Many years of shipbuilding innovation passed, and imperial ambitions became totally hip. This trend resulted in myriad discoveries, but let's choose two at not-so-random. Some colonists realized that a hitherto obscure little cane brought to Spain from Asia via those culture-mixing Moors called sugar really took to the climate of their new surroundings, and damned if it didn't taste so sweet, so they imported some slaves and set up big fields under the hot sun next to plantation houses where they could drink sugar-derived liquor and inter-marry to pass the time. This netted them a tidy profit. Meanwhile, some conquistadors had befriended sundry indigenous Mesoamerican peoples who pointed them in the direction of the cacao tree and its spicy seeds.
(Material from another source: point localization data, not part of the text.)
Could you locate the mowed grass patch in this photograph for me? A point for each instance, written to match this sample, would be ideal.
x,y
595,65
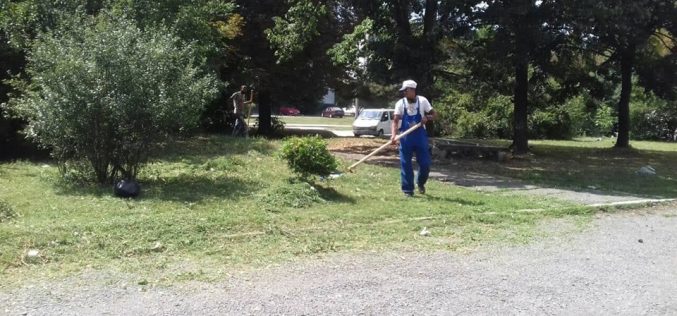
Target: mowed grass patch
x,y
590,164
346,121
213,204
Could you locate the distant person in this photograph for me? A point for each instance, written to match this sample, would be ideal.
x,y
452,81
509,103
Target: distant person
x,y
411,110
240,128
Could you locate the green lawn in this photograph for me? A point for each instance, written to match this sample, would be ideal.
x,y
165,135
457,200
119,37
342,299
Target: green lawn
x,y
590,163
211,204
346,121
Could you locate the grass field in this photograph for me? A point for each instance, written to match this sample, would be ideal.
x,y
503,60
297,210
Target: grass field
x,y
346,121
590,163
213,204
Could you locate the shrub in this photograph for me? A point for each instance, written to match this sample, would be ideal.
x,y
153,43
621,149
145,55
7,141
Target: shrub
x,y
307,156
652,117
460,115
106,92
6,212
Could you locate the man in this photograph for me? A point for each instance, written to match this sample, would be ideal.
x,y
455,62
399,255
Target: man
x,y
411,110
240,128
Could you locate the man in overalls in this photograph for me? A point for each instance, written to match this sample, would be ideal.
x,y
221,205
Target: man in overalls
x,y
411,110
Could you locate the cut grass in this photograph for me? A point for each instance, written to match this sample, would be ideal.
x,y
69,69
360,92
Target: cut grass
x,y
346,121
212,204
590,163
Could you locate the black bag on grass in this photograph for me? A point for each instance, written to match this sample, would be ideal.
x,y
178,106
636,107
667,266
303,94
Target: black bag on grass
x,y
127,188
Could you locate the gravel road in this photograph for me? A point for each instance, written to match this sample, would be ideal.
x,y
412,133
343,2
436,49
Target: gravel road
x,y
625,263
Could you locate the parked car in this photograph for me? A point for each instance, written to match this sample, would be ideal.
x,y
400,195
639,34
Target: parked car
x,y
333,111
289,110
377,122
350,111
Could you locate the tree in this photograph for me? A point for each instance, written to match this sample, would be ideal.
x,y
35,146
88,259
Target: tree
x,y
107,93
623,28
285,59
525,33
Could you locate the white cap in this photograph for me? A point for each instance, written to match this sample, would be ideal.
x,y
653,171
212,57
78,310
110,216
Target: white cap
x,y
408,84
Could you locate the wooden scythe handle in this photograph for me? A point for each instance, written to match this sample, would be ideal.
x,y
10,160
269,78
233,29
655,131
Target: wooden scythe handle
x,y
405,133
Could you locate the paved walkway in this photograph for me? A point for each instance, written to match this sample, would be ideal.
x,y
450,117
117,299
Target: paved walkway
x,y
622,264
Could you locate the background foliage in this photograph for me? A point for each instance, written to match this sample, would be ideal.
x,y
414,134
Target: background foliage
x,y
106,92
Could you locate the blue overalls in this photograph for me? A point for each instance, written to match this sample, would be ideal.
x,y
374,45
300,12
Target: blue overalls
x,y
416,142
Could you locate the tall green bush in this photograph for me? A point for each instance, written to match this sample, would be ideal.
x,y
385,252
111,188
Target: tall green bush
x,y
652,117
105,92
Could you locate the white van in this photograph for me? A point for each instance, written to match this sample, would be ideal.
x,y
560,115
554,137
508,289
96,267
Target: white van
x,y
377,122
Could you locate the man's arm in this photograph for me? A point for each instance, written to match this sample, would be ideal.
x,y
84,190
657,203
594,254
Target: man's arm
x,y
394,128
429,116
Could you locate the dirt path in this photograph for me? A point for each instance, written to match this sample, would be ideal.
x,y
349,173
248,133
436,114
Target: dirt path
x,y
623,264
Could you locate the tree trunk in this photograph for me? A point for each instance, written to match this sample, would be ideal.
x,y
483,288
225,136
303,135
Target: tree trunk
x,y
627,60
265,113
520,140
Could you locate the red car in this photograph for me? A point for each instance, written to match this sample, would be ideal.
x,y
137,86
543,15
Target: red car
x,y
289,110
333,111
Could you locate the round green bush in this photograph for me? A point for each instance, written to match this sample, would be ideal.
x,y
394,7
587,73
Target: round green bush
x,y
308,156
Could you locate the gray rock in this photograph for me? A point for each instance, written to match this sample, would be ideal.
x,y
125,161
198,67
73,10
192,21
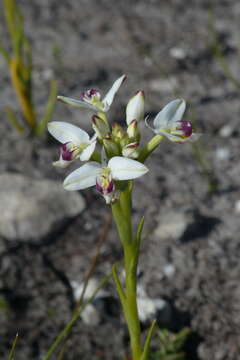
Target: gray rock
x,y
31,209
223,153
172,224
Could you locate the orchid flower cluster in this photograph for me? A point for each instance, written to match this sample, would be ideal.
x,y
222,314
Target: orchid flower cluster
x,y
121,155
111,167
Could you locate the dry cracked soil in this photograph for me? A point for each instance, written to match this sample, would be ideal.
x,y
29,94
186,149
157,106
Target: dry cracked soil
x,y
190,197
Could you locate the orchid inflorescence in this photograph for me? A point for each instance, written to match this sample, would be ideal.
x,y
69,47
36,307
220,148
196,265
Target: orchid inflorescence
x,y
121,155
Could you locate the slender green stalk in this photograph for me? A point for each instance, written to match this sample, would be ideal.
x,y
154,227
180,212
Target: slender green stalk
x,y
122,216
150,147
12,351
64,333
148,340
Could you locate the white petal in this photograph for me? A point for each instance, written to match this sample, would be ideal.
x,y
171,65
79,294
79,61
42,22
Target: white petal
x,y
171,113
108,99
76,103
65,132
170,137
125,169
83,177
87,153
194,137
135,108
178,139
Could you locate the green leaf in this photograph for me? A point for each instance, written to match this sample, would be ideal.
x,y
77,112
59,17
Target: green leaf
x,y
12,351
14,121
48,110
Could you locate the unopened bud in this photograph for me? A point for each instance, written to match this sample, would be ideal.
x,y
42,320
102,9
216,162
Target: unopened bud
x,y
111,148
131,150
133,131
100,126
118,133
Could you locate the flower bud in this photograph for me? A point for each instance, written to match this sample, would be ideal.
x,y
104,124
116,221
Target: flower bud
x,y
135,108
118,132
111,148
133,131
100,126
131,150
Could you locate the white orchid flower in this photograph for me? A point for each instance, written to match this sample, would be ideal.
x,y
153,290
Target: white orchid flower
x,y
135,108
169,123
103,175
91,99
76,142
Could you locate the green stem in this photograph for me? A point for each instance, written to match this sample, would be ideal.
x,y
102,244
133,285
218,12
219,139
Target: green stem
x,y
150,147
122,216
64,333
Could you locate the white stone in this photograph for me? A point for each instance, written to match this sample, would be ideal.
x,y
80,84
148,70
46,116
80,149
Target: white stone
x,y
163,85
169,270
226,131
178,53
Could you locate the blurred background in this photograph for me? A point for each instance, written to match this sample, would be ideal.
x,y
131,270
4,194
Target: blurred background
x,y
52,240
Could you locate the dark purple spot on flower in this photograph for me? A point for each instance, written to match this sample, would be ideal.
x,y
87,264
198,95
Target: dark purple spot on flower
x,y
99,187
87,95
65,153
110,187
186,128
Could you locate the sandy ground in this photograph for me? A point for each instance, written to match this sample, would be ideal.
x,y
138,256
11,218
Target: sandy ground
x,y
165,48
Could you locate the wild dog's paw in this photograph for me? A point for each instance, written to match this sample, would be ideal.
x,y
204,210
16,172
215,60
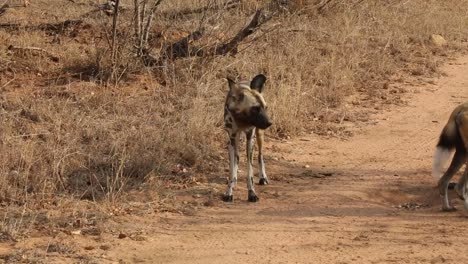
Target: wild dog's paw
x,y
228,198
253,197
452,185
263,181
449,209
460,191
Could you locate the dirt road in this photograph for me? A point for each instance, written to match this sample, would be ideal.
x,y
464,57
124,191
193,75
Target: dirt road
x,y
368,199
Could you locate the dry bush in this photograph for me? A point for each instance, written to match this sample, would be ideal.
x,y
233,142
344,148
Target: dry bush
x,y
65,131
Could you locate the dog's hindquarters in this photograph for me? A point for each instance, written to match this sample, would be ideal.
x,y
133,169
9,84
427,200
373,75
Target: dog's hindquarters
x,y
453,136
They were so delicious, in fact, that the conquistadors ultimately thanked their new pals for the tip with some of their trademark rape and slaughter.
Eventually, some bright person back in the Old Country got the idea to mix all this newly-abundant sugar with the cocoa power derived from the cacao seeds, our old pal salt again (which by now was less expensive), and the lactose-rich secretions of domesticated bovines for good measure so that it was all gooey when heated but fairly solid at room temperature. Oh, yeah, and it tasted like God's tits and could be used by lots of lonely people as a quick-fix surrogate for intimacy. Score.
Light bulb: why not dip those salty prayer-thingies in the goo?
The five most significant continents plus a couple thousand years of tinkering plus some sextants and a few limes to stave off scurvy equals one fantastic snack.
To those who say globalization is underway I respond: it happened centuries ago, its name is the chocolate-covered pretzel, and if the mood is right, I'll suck down four at a time.